More than their movement of goods, the pirates offer an alternative way of living. What they provide is the perception of freedom from what they think is oversight (from the Conglomerate and the Hive). They offer a way of life that appears to provide independence from suffocating surveillance, though they still have rigid hierarchies and even social safety nets.

This antiestablishment offering comes at a cost many individuals ultimately find is higher than they anticipated, and includes just as much oversight, if not more. One oversight is simply traded for another. With as much as the pirates provide, it all boils down to goods and transport.

If someone was looking to take up the cause against the muzh system, the Uprising is who will provide them with what they are looking for.

The Uprising

The Uprising formed as a response to the muzh system. Focusing on the "liberation" of the Muzh, they fight against what they view as a morally reprehensible system.

The Uprising does its best to interrupt labor supply through the removal of assets from circulation. Focusing on the individual, rather than the whole, they attempt to shake the system at its base.

The Uprising offers an alternative to muzh forced into servitude. Yet, they are the most incendiary counter-system of the three.

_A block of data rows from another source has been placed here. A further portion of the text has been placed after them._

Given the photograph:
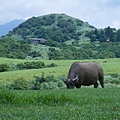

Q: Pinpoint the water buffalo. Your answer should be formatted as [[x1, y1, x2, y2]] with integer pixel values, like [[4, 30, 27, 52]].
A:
[[62, 62, 104, 89]]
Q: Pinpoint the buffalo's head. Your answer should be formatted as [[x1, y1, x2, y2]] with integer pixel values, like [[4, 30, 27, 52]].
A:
[[62, 75, 79, 89]]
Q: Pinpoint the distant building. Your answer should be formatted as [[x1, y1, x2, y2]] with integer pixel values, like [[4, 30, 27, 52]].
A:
[[106, 39, 110, 43], [30, 38, 47, 44]]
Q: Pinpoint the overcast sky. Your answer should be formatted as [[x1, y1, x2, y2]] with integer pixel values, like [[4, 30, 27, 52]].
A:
[[0, 0, 120, 29]]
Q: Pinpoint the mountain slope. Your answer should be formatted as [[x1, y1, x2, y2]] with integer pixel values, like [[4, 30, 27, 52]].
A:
[[0, 19, 25, 36], [8, 14, 95, 43]]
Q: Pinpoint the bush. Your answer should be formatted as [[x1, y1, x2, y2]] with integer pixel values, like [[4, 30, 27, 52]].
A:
[[0, 63, 10, 72], [9, 78, 30, 90]]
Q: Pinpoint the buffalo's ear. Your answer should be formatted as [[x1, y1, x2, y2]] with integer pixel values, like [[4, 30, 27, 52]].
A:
[[62, 77, 66, 83]]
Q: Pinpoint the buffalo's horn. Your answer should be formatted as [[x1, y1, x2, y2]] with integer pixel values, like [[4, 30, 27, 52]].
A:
[[72, 75, 78, 81], [62, 78, 66, 82]]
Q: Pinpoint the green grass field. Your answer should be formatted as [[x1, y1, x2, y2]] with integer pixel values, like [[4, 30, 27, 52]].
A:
[[0, 58, 120, 120], [0, 88, 120, 120], [0, 58, 120, 84]]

Some tolerate them because they agree with their motives, while others view them as a pawn to position in a larger political game. Still others abhor their seeming lack of morals and the drastic lengths they are willing to go.

One thing is certain: each side can agree that rather than bringing those with differing views together, they have only succeeded in driving those very same individuals further apart. Rather than bringing the system down, their actions have most often resulted in inciting the Conglomerate to exercise still more control over the general populace.

Hooded figures mill around a busy port, buying and trading their wares.

Create a World Through Conflict and Rebellion

Each one of these systems, the Mob, the Pirates, and the Uprising, are specific and direct answers to the systems established by the Hive. Every alternative system answers the strict, authoritarian, pre-established system with conflict.

But each system is successful because it fills a gap in the wider mechanics of the world that helps citizens within Qualx. Each answers a call to action that the Conglomerate has seemed to turn a deaf ear to.

How can you improve your world with conflict and rebellion? Does your world have forms of dissent? Are there underground movements, rival factions, or sanctioned opposition against the primary system of your world?

Power is not always easy to see. When you follow power, you begin to see how your world truly works. You see who decides things, who enforces them, and who cannot be ignored.

Once you know where the consequences come from, the rest of the world falls into place.

Power shapes the rules.
The rules shape the world.
And the world shapes your story.

You might realize that writing your story is more about discovery than creation. Take your time as you dig and unearth your story. Ask your questions and build your world one answer at a time.